Le Parker Center est un grand bâtiment ocre à deux pas du palais de justice. À son pied se dresse une fontaine en granit noir, dédiée aux policiers morts en service. Derrière ses colonnades, l’entrée principale est gardée en permanence par des flics armés.

Les interrogatoires ont lieu dans une pièce aveugle et exiguë, à l’éclairage blafard.

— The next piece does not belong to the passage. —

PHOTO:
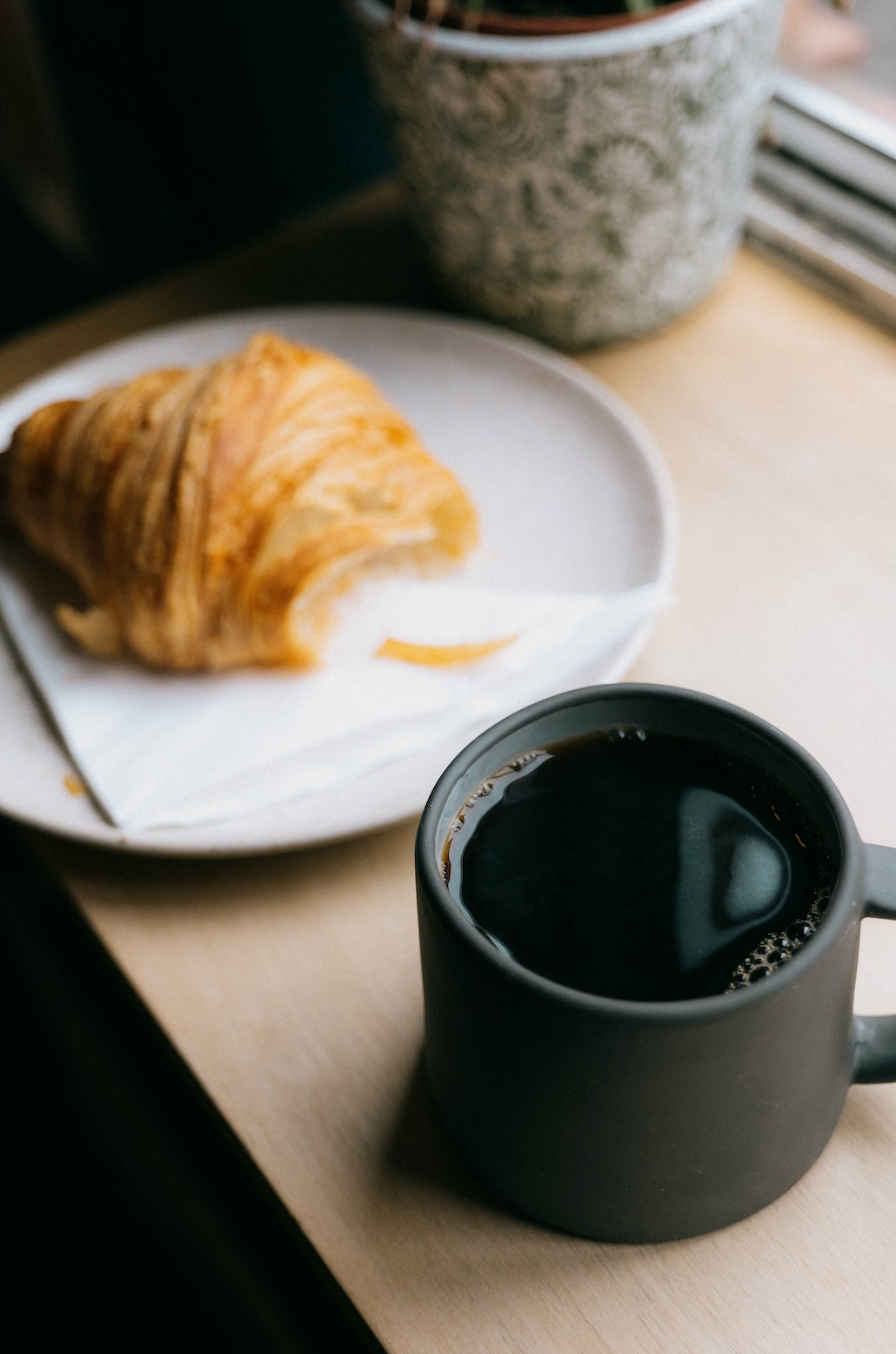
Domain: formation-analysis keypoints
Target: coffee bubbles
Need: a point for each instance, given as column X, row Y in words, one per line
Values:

Les pieds calés sur une chaise, Perez sirote son café entre deux questions.

— Vous aviez de bonnes raisons de détester Cletus Calhoun, remarque-t-il.

Packwood Smathers fronce ses sourcils neigeux et s’accorde plusieurs secondes de réflexion avant d’objecter :

— Je suis citoyen canadien. Si vous vouliez bien appeler le consulat…

— Montrez-vous plus coopératif, professeur, l’interrompt Perez en se rapprochant, et vous serez bientôt libre. Dites-moi simplement ce que vous aviez contre Cletus Calhoun.

— Mais rien du tout !

— Pourtant, on raconte qu’il vous a fait un croc-en-jambe pour entrer chez PBS.

Smathers se crispe un peu plus et garde le silence. Enfin, il lève les yeux vers Perez :

— Je souhaite la présence d’un avocat.

— Pourquoi ? Aucune charge ne pèse sur vous.

— Dans ce cas, rétorque Smathers en se levant, dépêchez-vous de m’inculper ou je sors immédiatement.

— Pourquoi tant d’agressivité, docteur ? soupire Perez en écartant les bras.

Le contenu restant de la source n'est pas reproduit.